To me, perhaps the greatest mysteries concern
consciousness. For example, I wonder if, perhaps, consciousness is the bridge between the physical and the spiritual.
Consciousness is wrapped up in concepts like the
mind and
self awareness. On this last point, various questions arise. Why are humans self aware? To what extent are animals (like the dog in the cartoon above) self aware? Can computers
become self aware? (Assuming they're not already!)
I recently rented
A.I. Artificial Intelligence, a 2001 movie directed by Stephen Spielberg and based on ideas by Stanley Kubrick. I have to say that I was disappointed. Although aspects of the movie were quite impressive, it didn't give me much to chew on.
So once again, I appeal to you, gentle readers for enlightenment, or at least some opinions!
Update 14Feb2006: After writing this post, a friend suggested that I look at work by Karl Pribram, an eminent brain/behaviour researcher. So I sent Professor Pribram an e-mail — and he very kindly
sent me one of his recent papers! The paper, titled "Consciousness Reassessed", is heady stuff (pun intended, tee hee): it touches on neurophysiology, perceptual psychology, quantum physics, coding theory, and philosophy.
Along the way Pribram cites related work by all kinds of luminaries: Russell, Bohr, Poppper, and Crick to name a few. Yes,
Francis Crick, who later in life turned his attention from DNA to neuroscience. In 1994, he published a book titled
The Astonishing Hypothesis: The Scientific Search for the Soul, which Pribram characterizes as taking "an eliminative reductionist, materialist stance". Pribram writes:
"Many of the problems that fuel the current discourse on consciousness are due to the acceptance of a radical reductionist stance. Take Francis Crick’s view (Crick 1994) that if we knew what every neuron is doing we would dispense with folk psychology. But what every neuron is doing is a complex process composed of synapto-dendritic fine fibered transactions, circuits, modules composed of circuits and systems composed of modules. The complexity of our experience can also be hierarchically organized into levels of organization, scales of processing, that must be taken into account if we are to relate the organization of our experience to the organization of the brain (see, for instance, King and Pribram 1995)."
(That last reference is to a book with the engaging title
Scale in Conscious Experience: Is the Brain Too Important to be Left to Specialists to Study?)
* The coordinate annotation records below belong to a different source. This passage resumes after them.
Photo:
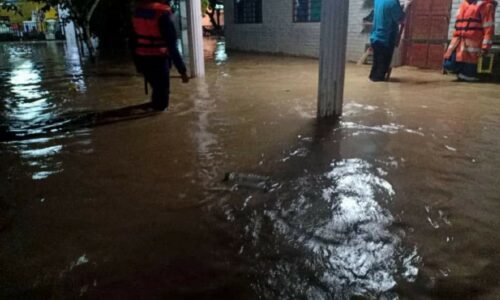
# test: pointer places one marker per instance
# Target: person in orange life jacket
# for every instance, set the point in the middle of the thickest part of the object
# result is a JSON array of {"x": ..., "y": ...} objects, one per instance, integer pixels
[
  {"x": 473, "y": 36},
  {"x": 154, "y": 46}
]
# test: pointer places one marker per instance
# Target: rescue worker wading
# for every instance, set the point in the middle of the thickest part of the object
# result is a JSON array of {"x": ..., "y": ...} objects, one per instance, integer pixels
[
  {"x": 473, "y": 36},
  {"x": 154, "y": 44}
]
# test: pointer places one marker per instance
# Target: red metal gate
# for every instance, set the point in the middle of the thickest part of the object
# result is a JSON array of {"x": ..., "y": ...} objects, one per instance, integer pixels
[{"x": 426, "y": 33}]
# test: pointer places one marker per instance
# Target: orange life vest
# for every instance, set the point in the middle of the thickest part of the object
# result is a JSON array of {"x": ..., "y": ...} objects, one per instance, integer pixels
[
  {"x": 474, "y": 30},
  {"x": 147, "y": 28}
]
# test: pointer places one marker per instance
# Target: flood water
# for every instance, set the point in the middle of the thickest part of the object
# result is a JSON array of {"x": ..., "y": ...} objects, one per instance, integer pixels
[{"x": 101, "y": 199}]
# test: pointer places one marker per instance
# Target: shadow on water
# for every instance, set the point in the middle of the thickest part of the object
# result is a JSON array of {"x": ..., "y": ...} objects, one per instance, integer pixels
[{"x": 323, "y": 231}]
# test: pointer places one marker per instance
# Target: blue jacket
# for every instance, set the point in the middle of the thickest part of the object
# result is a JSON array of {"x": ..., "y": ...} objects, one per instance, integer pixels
[{"x": 388, "y": 14}]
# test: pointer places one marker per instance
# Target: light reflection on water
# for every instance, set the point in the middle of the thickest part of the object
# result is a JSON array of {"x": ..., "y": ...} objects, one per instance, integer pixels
[
  {"x": 30, "y": 110},
  {"x": 327, "y": 236}
]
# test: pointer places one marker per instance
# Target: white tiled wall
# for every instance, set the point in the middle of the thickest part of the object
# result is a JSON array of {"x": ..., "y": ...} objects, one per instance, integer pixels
[{"x": 279, "y": 34}]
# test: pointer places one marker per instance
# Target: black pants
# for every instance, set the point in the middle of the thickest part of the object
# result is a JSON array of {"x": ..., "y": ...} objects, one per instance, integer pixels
[
  {"x": 156, "y": 70},
  {"x": 382, "y": 57}
]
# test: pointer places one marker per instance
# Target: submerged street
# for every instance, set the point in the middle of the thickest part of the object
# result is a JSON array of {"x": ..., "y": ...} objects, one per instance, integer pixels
[{"x": 102, "y": 199}]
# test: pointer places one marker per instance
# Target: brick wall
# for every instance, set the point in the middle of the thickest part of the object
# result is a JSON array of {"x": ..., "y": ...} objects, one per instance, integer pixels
[{"x": 279, "y": 34}]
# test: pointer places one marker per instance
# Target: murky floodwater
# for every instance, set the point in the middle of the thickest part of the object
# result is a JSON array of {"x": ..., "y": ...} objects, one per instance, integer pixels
[{"x": 103, "y": 199}]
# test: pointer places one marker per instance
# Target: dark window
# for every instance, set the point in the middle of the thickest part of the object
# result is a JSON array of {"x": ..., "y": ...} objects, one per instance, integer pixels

Crick's book does sound interesting, though. At Amazon they let you see the first four pages. It starts with a quote from the Roman Catholic catechism:
Q: What is the soul?
A: The soul is a living being* without a body, having reason and free will.
The asterisk is Crick's. In the footnote he writes:
"As a small child my wife, Odile, was taught the catechism by an elderly Irish lady who pronounced "being" as "be-in'". Odile heard this as "bean." She was extremely puzzled by the idea of the soul of a living bean without a body but kept her worries to herself."
Update: 18Feb2006: In the comments, Mike points out that a sense of humour may be related to consciousness. It's an interesting point. In science fiction movies, robots are often portrayed as being humourless. Consider, for instance, the android
Data on
Star Trek: The Next Generation.
Here is an article on the neurology of humour. And I wonder if any of this has to do with
mirror neurons, about which there's been quite a bit of excitement lately.